Monday, October 09, 2006

Marketing High School Football

Is it just me or has high school football become the new sport to promote and market? Over the last few years we have seen a rise in interest in arena football, poker and the NHL – well, after it came back from a year in hibernation. Each time the sport was promoted and marketing like crazy for a couple of years until it reached a saturation point with audience. High school football is on this track.

At the moment, sports fans can watch Friday Night Lights on NBC, read a weekly two-page scorecard in Sports Illustrated on the top high school teams in the country and now according to BrandWeek, "Toyota will sponsor 45-second vignettes to be broadcast during the NBC Sunday Night Halftime Show that examine the passion for high school football in the U.S."

The article noted:

"Hosted by a pair of 22-year-olds, 'Jon & J.J. Visit the Line of Scrimmage' will debut Sunday with a feature on a team based in Clovis, Calif., and run through the end of the year.
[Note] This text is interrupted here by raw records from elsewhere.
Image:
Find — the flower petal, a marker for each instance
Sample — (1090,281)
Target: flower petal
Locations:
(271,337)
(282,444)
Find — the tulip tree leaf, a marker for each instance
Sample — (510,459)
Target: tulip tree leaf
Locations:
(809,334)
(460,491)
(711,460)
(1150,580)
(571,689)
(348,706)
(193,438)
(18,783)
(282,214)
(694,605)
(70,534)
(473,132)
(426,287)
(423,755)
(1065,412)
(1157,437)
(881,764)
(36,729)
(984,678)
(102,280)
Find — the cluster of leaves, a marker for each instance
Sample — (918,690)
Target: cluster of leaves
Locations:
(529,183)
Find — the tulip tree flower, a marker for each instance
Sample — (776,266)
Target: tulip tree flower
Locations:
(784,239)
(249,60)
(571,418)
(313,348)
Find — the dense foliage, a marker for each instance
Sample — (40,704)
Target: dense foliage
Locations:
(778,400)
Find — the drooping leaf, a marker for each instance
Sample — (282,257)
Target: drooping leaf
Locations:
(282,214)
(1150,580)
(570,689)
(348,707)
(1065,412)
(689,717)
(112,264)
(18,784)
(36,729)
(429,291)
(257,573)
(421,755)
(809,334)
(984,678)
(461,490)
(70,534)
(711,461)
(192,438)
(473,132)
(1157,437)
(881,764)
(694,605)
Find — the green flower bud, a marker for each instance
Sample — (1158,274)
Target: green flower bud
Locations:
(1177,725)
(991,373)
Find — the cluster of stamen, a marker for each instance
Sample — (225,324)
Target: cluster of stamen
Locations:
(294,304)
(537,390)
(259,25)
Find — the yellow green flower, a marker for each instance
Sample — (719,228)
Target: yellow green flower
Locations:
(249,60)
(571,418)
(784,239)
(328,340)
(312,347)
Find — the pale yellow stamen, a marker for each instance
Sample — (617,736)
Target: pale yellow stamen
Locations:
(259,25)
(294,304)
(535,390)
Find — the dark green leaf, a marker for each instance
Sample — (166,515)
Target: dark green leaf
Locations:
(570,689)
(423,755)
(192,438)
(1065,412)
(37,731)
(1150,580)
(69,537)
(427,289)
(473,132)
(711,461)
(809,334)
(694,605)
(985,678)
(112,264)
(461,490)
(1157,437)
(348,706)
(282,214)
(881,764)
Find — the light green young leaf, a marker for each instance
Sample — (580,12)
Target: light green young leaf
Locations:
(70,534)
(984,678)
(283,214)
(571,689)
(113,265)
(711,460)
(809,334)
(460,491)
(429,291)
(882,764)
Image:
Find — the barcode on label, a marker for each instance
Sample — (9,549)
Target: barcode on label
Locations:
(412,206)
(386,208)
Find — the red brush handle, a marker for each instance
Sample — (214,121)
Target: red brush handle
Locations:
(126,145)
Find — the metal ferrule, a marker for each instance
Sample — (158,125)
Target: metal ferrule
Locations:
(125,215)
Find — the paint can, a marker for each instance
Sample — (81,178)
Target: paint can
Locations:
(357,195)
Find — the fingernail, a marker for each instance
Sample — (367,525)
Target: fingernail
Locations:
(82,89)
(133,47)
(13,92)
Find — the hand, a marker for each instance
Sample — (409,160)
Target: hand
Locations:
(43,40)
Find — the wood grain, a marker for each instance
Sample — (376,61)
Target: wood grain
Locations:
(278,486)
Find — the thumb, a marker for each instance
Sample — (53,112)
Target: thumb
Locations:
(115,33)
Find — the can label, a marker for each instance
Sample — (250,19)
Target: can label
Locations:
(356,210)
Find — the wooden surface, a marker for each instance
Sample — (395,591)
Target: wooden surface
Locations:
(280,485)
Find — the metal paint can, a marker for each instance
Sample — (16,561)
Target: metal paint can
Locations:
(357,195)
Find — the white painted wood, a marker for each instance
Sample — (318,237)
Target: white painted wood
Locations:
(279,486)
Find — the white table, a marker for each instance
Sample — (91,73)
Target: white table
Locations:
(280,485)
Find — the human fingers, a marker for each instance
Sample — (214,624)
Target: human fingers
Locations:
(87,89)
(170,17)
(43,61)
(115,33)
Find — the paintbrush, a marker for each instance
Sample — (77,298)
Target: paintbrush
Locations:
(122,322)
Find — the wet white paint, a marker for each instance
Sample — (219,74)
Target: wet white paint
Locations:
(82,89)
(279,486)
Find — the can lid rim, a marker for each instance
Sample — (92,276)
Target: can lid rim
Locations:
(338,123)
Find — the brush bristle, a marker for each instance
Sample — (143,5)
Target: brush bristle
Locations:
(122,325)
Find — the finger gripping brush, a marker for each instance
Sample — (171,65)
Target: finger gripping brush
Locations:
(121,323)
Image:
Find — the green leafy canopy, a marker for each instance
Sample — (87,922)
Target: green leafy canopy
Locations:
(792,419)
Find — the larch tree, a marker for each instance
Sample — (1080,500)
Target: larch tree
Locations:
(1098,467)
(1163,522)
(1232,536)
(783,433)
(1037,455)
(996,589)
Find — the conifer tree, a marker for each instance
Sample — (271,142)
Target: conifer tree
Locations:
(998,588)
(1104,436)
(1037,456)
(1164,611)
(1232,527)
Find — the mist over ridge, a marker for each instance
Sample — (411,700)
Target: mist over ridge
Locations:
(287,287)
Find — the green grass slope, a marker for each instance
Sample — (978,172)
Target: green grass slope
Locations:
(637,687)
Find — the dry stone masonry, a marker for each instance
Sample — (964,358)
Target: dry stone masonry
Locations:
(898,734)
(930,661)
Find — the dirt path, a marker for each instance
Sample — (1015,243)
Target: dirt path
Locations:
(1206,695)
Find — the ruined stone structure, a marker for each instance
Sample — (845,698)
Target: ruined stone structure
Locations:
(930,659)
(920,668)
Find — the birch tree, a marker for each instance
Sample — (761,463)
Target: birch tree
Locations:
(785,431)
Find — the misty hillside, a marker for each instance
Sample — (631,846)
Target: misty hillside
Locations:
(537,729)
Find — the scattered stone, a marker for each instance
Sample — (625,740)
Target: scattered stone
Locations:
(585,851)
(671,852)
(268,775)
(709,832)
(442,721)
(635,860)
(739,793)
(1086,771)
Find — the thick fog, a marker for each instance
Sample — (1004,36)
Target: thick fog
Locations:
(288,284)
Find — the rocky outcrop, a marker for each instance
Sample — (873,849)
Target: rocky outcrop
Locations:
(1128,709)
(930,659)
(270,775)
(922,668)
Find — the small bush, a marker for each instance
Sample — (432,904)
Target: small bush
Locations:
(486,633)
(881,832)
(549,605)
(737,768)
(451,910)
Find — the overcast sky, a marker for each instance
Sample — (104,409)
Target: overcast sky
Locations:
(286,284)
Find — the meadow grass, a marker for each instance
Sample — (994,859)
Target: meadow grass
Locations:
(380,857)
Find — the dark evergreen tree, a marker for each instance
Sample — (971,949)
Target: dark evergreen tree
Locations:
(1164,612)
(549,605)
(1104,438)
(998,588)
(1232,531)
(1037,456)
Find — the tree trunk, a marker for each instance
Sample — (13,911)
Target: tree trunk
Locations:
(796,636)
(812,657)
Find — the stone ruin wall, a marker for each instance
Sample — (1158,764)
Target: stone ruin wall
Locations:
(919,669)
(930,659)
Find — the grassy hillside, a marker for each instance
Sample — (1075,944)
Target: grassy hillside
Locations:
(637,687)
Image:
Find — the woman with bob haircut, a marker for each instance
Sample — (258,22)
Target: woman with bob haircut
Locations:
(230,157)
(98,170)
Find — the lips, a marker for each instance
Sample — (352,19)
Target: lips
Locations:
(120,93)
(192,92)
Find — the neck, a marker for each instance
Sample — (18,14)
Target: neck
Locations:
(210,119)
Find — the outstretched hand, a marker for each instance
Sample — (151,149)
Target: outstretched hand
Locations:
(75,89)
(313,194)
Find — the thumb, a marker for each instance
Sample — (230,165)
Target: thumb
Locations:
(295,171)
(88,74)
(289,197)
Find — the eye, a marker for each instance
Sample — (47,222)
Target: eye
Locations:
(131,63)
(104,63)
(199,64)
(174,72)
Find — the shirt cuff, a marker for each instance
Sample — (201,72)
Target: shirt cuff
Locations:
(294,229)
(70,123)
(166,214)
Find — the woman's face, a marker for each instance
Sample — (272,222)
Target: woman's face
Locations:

The pair will travel the U.S. to seven high schools, including campuses in Ohio, Georgia, and Texas, in search of football programs that stand out for their passion and, in some cases, oddball traditions
."

From a sports marketing perspective, high school football is still an untapped market at the national level. Over the last year, ESPN has started to show high school games regularly during the season. The sport has passionate fans and boosters supporting their schools, parents of the athletes and football fans in general. If I was a company whose target market were males ages 15-34, I would be sponsoring and advertising like crazy at the national level. The NFL and college football have their "core sponsors" and I bet ESPN is looking to do the same with high school sports.

I just wonder though if people are putting to much pressure on these kids. Let them have fun until they get to college and football becomes their 9 to 5 job. I assume most of you have heard the story of Hoover, Ala., who was the number one high team in the country until they lost last weekend. This team receives so much money from boosters that they put the team in a hotel before home games? Are you kidding me? What for? The teams are not driving a lot of revenue to the school, just to football. They shouldn't (but are) be recruiting kids from other districts or states to play on the team. How much national exposure do they really need?

People continue to look for the next "great athlete" and maybe I'm old fashion, but marketing high school football seems a little much.